Melissa Minkow, director of retail strategy at digital consultancy firm CI&T, said that Kaiyo’s West Coast expansion gives the company access to a new set of consumers with different buying patterns and sellers who could offer different styles of furniture. With California having warm weather year-round, Kaiyo could receive more outdoor products from sellers.
But when it comes to scaling, Minkow said that a challenge for a startup like Kaiyo will be maintaining the quality of its services. “They will have to make sure that they’re keeping all of that within their control and not leveraging third parties because that is where you tend to lose some of the quality when it comes to making those deliveries,” she said.
Still, Minkow said that the economic environment, where consumers are looking for discounts on quality items to stretch their discretionary budgets as the price of goods continues to rise, has allowed the secondhand furniture market to flourish.
The rise of the used furniture market has caught the attention of traditional retailers. Home retailer Ikea launched its own furniture buyback and resale pilot program in the U.S. last year.
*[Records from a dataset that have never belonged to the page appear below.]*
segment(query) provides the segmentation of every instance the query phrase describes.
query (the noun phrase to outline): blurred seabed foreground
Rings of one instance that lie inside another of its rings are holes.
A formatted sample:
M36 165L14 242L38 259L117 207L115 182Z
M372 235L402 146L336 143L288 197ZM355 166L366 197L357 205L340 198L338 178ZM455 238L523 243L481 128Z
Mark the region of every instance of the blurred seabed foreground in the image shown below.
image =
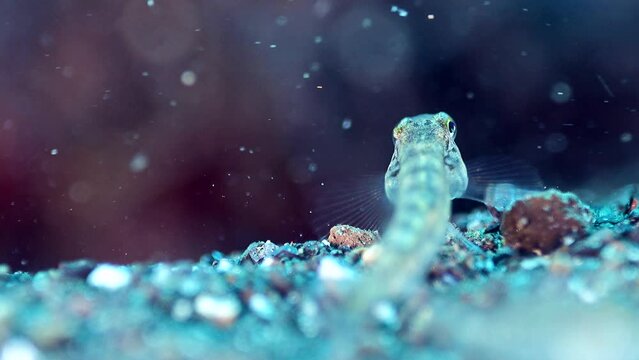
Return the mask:
M634 358L637 190L597 206L549 191L501 220L455 216L422 286L375 305L364 327L342 328L343 291L385 254L348 226L198 262L5 268L0 359Z

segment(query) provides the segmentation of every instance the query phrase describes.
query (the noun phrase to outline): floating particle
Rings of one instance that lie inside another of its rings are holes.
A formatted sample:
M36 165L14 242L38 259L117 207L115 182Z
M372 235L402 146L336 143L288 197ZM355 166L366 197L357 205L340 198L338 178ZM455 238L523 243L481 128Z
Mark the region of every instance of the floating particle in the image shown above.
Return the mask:
M275 49L275 48L277 47L277 45L275 45L275 44L271 44L271 45L269 45L268 47L270 47L271 49Z
M469 91L469 92L466 93L466 99L472 100L474 98L475 98L475 93L474 92Z
M317 35L317 36L315 37L315 40L314 40L314 41L315 41L315 43L316 43L316 44L320 44L320 43L322 42L322 40L323 40L323 39L322 39L322 37L321 37L321 36L319 36L319 35Z
M324 87L322 85L317 85L316 88L323 89Z
M311 64L311 71L313 71L313 72L318 72L321 68L322 68L322 65L320 63L318 63L317 61L314 61Z
M572 88L565 82L555 83L550 90L550 99L557 104L568 102L571 96Z
M146 0L146 6L151 7L155 5L155 0Z
M129 162L129 170L134 173L144 171L147 167L149 167L149 158L143 153L135 154Z
M353 120L351 120L350 118L345 118L344 120L342 120L342 129L348 130L351 128L351 126L353 126Z
M560 153L568 147L568 138L562 133L552 133L548 135L545 142L546 151Z
M397 6L397 5L393 5L393 6L391 6L391 12L392 12L392 13L397 13L397 15L399 15L399 16L401 16L401 17L406 17L406 16L408 16L408 11L406 11L406 10L404 10L404 9L400 8L400 7L399 7L399 6Z
M629 132L625 132L619 136L619 141L622 143L627 143L632 141L632 134Z
M131 283L131 272L125 266L100 264L91 271L87 283L93 287L114 291Z
M184 86L193 86L197 81L197 75L191 70L186 70L180 75L180 81Z
M58 155L58 149L51 149L51 156Z
M308 171L310 171L310 172L316 172L316 171L317 171L317 164L316 164L316 163L310 163L310 164L308 164Z
M246 147L244 147L244 146L240 146L240 151L241 151L241 152L246 151Z
M3 124L2 124L2 130L11 130L13 129L13 120L11 119L7 119Z
M309 73L305 72L304 74L302 74L302 77L303 77L304 79L308 79L308 78L310 78L310 77L311 77L311 74L309 74Z
M315 4L313 5L313 13L318 18L323 18L331 11L332 6L332 1L329 0L315 1Z
M67 79L70 79L73 77L73 66L69 66L66 65L65 67L62 68L62 76L64 76Z
M93 188L85 181L77 181L69 188L69 198L77 203L86 203L93 196Z
M521 56L526 57L526 56L528 56L528 51L526 51L526 50L522 50L522 51L521 51L521 53L519 53L519 54L520 54Z
M177 106L177 100L171 100L171 101L169 101L169 105L170 105L171 107L176 107L176 106Z
M364 20L362 20L362 28L368 29L371 26L373 26L373 20L371 20L371 18L364 18Z
M142 71L142 76L144 76L144 77L149 76L149 72L148 71Z
M599 83L601 84L601 86L603 86L608 96L610 96L611 98L615 97L615 94L612 92L612 90L610 90L610 86L608 86L608 83L606 83L606 80L604 80L601 75L597 75L597 80L599 80Z
M426 19L428 19L428 20L434 20L434 19L435 19L435 14L428 14L428 15L426 15Z
M284 26L288 23L288 18L284 15L280 15L277 17L277 19L275 19L275 24L277 24L277 26Z

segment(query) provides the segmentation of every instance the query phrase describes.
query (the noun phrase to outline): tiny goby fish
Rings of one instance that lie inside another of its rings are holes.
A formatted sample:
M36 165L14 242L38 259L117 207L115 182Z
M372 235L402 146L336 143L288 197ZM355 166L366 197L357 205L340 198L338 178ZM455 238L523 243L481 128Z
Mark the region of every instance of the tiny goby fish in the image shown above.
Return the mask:
M377 294L365 295L369 301L398 297L419 286L444 242L451 200L468 186L456 135L455 121L444 112L407 117L394 128L395 151L385 175L394 211L380 257L367 276L378 284L372 287Z
M378 243L379 256L346 298L335 323L333 347L339 354L332 358L358 358L360 341L365 341L360 332L372 309L423 284L446 237L451 199L468 186L456 134L455 122L443 112L404 118L393 130L395 151L385 175L393 215Z

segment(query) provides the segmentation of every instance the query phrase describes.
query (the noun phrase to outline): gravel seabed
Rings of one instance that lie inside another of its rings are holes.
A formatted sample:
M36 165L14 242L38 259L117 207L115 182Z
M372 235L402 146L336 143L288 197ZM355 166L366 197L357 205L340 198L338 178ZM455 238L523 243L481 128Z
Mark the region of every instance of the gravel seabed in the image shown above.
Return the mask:
M378 238L358 229L337 232L354 248L259 241L199 261L5 266L0 360L326 359L340 347L362 359L636 358L636 190L598 205L548 192L502 220L455 215L423 287L375 306L353 339L332 335L341 289L375 261L362 236Z

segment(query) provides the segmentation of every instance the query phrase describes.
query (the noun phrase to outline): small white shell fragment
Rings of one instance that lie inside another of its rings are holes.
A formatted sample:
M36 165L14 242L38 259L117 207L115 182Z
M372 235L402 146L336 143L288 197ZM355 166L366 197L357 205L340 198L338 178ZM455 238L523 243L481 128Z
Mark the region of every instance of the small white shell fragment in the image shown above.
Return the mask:
M115 291L128 286L131 277L131 272L125 266L100 264L91 271L87 283L96 288Z
M240 302L231 295L198 295L194 308L198 315L220 326L232 325L242 311Z

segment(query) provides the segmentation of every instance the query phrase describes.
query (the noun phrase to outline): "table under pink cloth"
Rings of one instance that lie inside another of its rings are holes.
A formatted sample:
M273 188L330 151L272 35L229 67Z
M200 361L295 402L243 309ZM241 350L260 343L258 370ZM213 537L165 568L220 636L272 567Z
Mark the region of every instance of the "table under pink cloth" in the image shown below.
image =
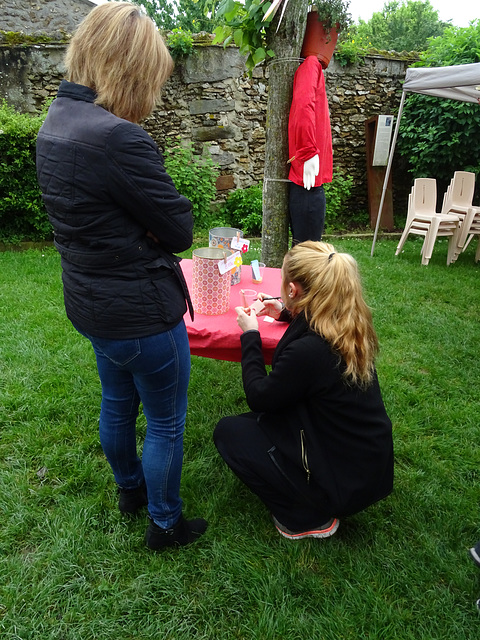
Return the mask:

Direct-to-consumer brand Floyd — which sells bed frames, couches, tables and other items — also launched a resale program in April last year called Full Cycle.
“We are way more price-sensitive than we’ve had to be in any recent historical moment when it comes to shopping,” Minkow said. “And so the resale furniture market really aids in that.”
Along with the growing number of consumers who are making a conscious decision to make environmentally friendly purchases, Kaiyo’s Koralturk said he expects to see demand for the category.
“I think it’s going to grow at breakneck speed,” he said. “Obviously, I’m biased for being in the industry. But I think everything we’re seeing these days is pointing to that.”